David no comenzó su reinado con los más fuertes ni los más influyentes. Dios no le envió soldados profesionales, sino un grupo de personas heridas, frustradas, y cargadas con deudas y dolores. Eran los rechazados, los que el mundo no consideraba útiles.

Pero fue precisamente con ellos que Dios empezó a construir un ejército poderoso. En LA CUEVA de Adulam, esos hombres rotos fueron TRANSFORMADOS en valientes.

Esto nos enseña algo profundo:

Dios no busca a los “perfectos”, busca a los disponibles.

Él toma a los que el mundo descarta y los convierte en instrumentos de su propósito.

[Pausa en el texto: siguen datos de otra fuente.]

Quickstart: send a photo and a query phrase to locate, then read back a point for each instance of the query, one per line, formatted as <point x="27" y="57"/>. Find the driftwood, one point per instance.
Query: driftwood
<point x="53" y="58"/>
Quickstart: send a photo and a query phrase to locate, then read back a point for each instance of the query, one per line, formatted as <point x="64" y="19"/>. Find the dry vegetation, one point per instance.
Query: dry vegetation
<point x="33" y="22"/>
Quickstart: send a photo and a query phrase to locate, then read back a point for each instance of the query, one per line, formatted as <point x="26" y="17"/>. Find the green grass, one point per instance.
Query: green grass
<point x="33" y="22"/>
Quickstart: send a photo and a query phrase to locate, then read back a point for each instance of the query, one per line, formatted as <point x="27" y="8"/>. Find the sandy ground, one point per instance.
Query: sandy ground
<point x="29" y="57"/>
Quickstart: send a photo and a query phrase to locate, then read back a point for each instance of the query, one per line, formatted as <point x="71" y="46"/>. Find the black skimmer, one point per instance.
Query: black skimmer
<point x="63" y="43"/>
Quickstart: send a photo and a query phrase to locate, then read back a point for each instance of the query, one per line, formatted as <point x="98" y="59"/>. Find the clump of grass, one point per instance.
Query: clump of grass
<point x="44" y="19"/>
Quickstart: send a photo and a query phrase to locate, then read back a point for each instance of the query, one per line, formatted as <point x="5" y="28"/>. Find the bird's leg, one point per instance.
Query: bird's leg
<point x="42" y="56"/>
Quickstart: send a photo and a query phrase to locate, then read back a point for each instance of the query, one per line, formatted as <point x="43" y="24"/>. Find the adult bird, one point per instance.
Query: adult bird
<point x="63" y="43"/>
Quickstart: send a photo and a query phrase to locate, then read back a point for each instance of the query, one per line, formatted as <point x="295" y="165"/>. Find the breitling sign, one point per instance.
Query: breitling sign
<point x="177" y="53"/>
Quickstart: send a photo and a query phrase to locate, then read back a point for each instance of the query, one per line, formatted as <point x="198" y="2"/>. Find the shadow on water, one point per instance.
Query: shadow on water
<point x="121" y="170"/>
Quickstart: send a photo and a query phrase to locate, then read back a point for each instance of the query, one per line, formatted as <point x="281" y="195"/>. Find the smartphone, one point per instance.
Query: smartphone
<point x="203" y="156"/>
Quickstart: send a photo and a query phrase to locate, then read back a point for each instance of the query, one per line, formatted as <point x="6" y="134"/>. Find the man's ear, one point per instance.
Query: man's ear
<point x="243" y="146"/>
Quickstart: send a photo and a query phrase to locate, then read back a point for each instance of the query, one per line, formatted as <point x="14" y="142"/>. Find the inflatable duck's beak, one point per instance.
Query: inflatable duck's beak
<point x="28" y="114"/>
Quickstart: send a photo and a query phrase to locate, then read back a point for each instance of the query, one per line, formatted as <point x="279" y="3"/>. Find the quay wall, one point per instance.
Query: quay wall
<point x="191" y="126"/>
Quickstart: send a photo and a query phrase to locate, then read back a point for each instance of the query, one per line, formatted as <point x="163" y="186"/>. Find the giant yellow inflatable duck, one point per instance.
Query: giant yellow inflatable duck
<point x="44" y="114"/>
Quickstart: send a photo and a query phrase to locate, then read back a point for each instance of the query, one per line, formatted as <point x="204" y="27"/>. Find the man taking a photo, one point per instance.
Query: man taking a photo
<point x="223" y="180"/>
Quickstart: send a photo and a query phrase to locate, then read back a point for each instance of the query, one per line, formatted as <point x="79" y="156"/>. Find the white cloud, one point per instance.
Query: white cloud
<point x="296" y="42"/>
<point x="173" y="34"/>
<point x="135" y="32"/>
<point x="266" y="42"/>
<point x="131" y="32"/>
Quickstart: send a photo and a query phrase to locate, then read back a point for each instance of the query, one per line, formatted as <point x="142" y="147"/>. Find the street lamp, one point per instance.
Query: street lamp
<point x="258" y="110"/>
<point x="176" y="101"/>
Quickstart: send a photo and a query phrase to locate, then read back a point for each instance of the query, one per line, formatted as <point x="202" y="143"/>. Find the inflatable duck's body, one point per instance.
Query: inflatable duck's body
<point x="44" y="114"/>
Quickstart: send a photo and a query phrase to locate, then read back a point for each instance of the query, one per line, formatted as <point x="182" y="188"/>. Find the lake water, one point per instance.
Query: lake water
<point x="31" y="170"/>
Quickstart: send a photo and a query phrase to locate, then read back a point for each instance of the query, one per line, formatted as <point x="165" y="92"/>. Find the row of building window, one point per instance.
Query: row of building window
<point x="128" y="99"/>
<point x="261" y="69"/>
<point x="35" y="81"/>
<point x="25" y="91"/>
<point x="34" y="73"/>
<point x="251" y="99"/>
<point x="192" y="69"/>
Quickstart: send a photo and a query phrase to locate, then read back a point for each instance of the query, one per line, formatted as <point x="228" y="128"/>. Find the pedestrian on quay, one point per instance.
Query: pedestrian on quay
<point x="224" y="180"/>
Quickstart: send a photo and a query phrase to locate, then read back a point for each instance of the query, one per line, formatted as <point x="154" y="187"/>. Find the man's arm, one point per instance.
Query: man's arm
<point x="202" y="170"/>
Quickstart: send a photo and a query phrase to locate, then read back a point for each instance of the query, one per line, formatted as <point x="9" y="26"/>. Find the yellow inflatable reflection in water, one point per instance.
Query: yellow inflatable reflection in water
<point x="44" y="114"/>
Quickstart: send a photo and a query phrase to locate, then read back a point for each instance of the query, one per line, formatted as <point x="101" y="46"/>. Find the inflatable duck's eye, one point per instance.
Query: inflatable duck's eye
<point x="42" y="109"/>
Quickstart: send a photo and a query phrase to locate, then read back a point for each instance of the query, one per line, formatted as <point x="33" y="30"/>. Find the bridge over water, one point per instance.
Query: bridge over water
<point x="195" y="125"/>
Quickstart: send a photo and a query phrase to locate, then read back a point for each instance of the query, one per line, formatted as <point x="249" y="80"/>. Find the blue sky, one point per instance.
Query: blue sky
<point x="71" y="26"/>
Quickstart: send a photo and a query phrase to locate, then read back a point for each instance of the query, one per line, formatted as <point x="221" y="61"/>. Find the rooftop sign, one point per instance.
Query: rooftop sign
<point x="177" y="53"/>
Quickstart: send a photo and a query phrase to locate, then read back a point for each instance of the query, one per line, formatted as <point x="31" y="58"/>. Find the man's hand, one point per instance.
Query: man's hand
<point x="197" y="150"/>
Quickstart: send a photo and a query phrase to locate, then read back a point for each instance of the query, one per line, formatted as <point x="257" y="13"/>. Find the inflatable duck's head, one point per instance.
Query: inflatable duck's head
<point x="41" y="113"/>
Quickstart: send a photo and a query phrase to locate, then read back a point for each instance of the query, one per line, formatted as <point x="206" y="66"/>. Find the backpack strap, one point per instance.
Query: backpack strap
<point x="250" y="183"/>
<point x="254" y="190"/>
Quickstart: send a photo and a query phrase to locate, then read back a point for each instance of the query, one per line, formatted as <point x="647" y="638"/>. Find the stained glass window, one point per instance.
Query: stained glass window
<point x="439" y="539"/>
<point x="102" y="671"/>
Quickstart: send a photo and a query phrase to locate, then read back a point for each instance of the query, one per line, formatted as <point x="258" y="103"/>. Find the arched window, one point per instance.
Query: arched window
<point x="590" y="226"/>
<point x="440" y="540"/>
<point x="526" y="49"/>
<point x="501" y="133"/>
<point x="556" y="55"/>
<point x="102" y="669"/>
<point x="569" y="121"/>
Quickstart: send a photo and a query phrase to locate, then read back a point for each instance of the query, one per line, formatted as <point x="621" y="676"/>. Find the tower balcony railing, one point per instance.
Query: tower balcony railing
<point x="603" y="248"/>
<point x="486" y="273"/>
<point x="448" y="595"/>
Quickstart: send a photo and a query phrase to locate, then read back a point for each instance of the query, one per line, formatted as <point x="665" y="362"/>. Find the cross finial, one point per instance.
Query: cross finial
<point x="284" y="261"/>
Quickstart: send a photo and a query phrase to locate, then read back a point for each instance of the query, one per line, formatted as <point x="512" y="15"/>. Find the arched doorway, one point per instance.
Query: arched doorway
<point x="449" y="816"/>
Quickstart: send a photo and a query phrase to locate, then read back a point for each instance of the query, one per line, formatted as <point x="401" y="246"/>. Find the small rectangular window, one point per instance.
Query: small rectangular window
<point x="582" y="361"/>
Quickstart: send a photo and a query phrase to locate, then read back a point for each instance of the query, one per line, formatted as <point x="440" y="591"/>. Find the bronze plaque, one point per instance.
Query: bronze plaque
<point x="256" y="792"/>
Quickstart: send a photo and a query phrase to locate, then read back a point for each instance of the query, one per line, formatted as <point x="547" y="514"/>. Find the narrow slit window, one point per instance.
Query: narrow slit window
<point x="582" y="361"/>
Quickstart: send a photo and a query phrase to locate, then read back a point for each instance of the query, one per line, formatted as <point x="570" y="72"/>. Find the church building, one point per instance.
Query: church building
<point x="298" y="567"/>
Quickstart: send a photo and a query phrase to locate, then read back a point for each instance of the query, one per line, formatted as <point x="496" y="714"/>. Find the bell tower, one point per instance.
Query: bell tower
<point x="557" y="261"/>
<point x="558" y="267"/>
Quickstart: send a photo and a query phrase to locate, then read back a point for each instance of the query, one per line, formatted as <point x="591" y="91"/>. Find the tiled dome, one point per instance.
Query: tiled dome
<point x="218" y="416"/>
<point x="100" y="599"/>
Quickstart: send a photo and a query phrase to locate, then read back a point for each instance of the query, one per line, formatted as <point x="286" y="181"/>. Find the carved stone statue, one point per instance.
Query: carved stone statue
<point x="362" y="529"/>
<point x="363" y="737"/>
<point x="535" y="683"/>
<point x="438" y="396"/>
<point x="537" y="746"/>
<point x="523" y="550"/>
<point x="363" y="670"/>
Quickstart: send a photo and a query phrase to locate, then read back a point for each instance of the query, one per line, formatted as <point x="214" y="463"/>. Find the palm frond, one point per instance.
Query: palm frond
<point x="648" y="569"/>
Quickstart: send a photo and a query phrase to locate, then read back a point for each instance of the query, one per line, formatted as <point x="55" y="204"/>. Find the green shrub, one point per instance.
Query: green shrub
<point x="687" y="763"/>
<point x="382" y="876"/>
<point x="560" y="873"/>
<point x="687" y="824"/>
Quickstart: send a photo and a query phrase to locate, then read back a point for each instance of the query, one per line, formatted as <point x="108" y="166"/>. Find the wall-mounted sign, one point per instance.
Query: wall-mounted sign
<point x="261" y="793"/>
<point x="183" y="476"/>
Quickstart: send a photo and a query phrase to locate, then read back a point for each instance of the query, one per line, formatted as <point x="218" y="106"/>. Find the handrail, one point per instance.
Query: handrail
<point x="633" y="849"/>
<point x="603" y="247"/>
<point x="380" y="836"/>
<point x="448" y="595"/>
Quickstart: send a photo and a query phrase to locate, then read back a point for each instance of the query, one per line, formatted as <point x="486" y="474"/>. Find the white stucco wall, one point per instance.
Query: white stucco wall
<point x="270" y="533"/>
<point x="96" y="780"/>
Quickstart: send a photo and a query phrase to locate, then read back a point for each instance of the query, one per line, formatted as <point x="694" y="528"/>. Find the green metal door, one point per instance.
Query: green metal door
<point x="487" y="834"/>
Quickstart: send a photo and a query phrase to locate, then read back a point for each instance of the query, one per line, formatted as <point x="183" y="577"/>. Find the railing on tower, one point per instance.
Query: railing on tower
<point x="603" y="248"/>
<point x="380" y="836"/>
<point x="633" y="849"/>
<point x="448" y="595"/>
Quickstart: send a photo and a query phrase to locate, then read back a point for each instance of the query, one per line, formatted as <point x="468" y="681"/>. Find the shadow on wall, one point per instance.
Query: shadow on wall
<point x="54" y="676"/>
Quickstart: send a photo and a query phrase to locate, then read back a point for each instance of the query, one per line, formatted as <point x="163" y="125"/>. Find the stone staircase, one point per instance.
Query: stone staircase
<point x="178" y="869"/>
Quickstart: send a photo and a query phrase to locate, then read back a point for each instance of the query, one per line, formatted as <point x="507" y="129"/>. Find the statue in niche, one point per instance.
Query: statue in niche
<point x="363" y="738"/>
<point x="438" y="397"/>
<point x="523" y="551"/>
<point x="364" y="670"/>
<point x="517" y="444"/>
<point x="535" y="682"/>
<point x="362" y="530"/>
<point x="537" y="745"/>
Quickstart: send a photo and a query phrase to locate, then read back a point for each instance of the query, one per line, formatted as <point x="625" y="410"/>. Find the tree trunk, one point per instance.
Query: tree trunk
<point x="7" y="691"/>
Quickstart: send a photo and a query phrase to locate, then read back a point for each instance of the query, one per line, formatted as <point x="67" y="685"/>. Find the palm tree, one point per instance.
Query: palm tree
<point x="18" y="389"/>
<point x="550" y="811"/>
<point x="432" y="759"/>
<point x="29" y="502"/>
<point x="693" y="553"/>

Quizás tú hoy te sientas cansado, endeudado, emocionalmente agotado o sin dirección. Pero así como David acogió a esos hombres, Jesús también te llama a su lado. Él no te ve por tus fallas, sino por lo que puede hacer en ti si decides caminar con Él.

Venid a mí todos los que estáis trabajados y cargados, y yo os haré descansar.”

Mateo 11:28

Jesús está diciendo: “No esperes a estar bien para venir a mí”. Él invita a los cansados, a los que ya no pueden más. Así como David recibió a los agobiados, Jesús te recibe tal como estás, para sanar tus heridas y darte descanso en su presencia.

Pues mirad, hermanos, vuestra vocación, que no sois muchos sabios según la carne, ni muchos poderosos, ni muchos nobles; sino que lo necio del mundo escogió Dios para avergonzar a los sabios.”

1 Corintios 1:26-27

Dios escoge a quienes el mundo no valora para mostrar su poder. Los débiles se vuelven fuertes, los quebrados se vuelven líderes, los endeudados se convierten en dadores.

Dios no te descarta por tu pasado; te prepara para tu propósito, Jesús nos TRANSFORMA EN LA CUEVA.

Oremos:

“Señor, gracias porque no me escogiste por mis logros, sino por tu amor. Aun con mis cargas, sé que puedo formar parte de tu ejército. Transforma mi debilidad en fuerza y mi dolor en propósito. Amén.”